Había alguien a quien no le convenía que Galaván hablara más de la cuenta y se lo había cargado con un solo disparo de pistola. ¿Quién era ese alguien?

No pude pensar mucho. El zumbador de la puerta sonó repentinamente, cortando en seco mis meditaciones.

Volví la cabeza instintivamente hacia el lugar donde la chicharra vibraba con insistencia. Intuí un peligro que era urgente soslayar.

Pisando en silencio, corrí hacia la puerta, atravesando la cocina, el living y el vestíbulo. Logré esconderme tras la puerta, en el momento en que alguien la abría para entrar en el apartamiento, harto, sin duda, como yo, de no recibir respuesta a sus llamadas.

Apreté con fuerza la culata del revólver, dispuesto a usarlo si era necesario. De pronto, una larga cabellera roja apareció fuera de la puerta.

Cuando la mujer hubo entrado del todo, cerré bruscamente y apoyé las espaldas en la madera, cortándole la retirada. Ella se volvió con la rapidez de una pantera.
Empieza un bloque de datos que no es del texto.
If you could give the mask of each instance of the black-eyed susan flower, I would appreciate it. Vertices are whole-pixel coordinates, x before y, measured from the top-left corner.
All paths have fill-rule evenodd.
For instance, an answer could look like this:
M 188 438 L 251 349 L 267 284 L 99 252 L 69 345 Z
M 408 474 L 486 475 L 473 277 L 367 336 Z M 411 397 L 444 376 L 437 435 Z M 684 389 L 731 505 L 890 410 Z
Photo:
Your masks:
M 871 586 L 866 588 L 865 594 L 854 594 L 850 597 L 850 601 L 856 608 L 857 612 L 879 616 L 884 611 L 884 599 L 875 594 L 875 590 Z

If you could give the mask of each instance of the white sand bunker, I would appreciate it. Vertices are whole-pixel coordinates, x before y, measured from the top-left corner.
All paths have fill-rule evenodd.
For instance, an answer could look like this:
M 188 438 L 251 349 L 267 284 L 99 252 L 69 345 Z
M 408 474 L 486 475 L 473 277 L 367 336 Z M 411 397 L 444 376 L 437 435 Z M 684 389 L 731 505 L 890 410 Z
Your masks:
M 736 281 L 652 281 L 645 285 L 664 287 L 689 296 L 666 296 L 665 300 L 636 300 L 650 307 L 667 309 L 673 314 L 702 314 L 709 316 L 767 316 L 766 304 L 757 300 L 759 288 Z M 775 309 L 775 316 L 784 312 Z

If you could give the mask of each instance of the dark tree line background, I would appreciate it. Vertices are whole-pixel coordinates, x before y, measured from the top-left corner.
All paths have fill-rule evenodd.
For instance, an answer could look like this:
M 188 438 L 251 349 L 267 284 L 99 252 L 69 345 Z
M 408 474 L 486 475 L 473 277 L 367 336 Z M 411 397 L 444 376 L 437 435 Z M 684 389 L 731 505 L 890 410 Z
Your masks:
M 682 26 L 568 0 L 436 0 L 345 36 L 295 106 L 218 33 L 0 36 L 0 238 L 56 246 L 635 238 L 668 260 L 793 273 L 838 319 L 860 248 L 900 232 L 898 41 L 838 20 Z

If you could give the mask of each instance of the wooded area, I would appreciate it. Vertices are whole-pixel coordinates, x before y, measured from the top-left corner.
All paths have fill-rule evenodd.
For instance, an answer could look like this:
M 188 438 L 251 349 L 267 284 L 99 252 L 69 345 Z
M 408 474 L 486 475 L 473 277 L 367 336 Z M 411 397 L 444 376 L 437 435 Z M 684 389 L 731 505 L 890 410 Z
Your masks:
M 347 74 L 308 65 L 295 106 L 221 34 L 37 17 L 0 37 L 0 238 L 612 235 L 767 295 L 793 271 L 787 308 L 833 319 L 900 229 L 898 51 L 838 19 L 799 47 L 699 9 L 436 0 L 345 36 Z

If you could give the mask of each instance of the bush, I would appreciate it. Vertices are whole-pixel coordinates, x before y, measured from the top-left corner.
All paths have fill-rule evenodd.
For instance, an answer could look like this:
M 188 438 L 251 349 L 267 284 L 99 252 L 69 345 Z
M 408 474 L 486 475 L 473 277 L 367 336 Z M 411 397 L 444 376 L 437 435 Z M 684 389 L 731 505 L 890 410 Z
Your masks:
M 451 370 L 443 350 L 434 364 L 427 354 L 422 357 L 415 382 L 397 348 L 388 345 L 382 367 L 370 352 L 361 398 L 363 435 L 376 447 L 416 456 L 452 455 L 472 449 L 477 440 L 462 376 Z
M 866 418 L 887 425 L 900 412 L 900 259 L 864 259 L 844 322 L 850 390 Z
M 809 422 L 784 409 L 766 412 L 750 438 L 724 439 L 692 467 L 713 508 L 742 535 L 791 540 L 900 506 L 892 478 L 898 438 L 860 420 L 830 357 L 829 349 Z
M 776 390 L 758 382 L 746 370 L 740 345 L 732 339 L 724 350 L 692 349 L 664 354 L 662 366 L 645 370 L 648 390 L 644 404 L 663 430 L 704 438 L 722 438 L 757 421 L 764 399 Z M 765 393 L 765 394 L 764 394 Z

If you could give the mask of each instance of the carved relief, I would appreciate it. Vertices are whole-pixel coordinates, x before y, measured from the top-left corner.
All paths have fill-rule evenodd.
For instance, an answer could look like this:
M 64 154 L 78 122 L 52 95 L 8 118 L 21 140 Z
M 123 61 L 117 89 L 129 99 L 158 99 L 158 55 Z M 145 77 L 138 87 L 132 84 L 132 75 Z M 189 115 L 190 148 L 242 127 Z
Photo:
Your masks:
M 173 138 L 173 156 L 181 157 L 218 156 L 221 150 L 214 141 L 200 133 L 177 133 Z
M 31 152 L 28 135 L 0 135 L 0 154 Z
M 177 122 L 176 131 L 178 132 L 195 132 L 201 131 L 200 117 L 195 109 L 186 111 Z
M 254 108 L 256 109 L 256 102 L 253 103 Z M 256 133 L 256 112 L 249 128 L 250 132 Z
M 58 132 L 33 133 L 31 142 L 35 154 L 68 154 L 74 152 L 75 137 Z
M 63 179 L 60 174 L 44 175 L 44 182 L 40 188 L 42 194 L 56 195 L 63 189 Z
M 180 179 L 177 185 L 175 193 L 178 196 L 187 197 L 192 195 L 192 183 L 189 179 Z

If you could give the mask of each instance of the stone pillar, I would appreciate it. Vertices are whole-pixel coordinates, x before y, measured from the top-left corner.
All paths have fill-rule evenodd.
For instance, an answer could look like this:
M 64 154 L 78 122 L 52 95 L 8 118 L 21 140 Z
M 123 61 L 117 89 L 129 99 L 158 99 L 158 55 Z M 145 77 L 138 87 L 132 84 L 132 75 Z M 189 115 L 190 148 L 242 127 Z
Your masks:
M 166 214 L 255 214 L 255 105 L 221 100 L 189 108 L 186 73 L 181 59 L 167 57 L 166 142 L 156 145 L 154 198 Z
Y una pantera parecía, dado el ajustado traje de punto negro que vestía, el cual se ceñía a sus agresivas curvas como una segunda piel, hasta las caderas, ensanchándose luego en una falda de amplio y chisporroteante vuelo.

Los senos, altos y compactos, amenazaban desbordársele fuera del vertiginoso escote del vestido. No era muy alta, pero su estatura había aumentado en, al menos diez centímetros, por los tacones de los zapatos negros, muy escotados, de brillante charol, que calzaba. El pelo le ondeaba suelto como una llama viva, contrastando curiosamente con la blancura nívea de su tez y el verdor intenso de sus pupilas. En la mano izquierda llevaba un bolso grande de piel de serpiente, negro, y unos grandes pendientes tintineaban en sus orejas. La boca era roja, sensual, de labios gruesos y jugosos, y su esbelta garganta estaba rodeada por una fina cadenita, de la cual pendía un extraño medallón en forma de octógono, con una piedra verde de buen tamaño en el centro.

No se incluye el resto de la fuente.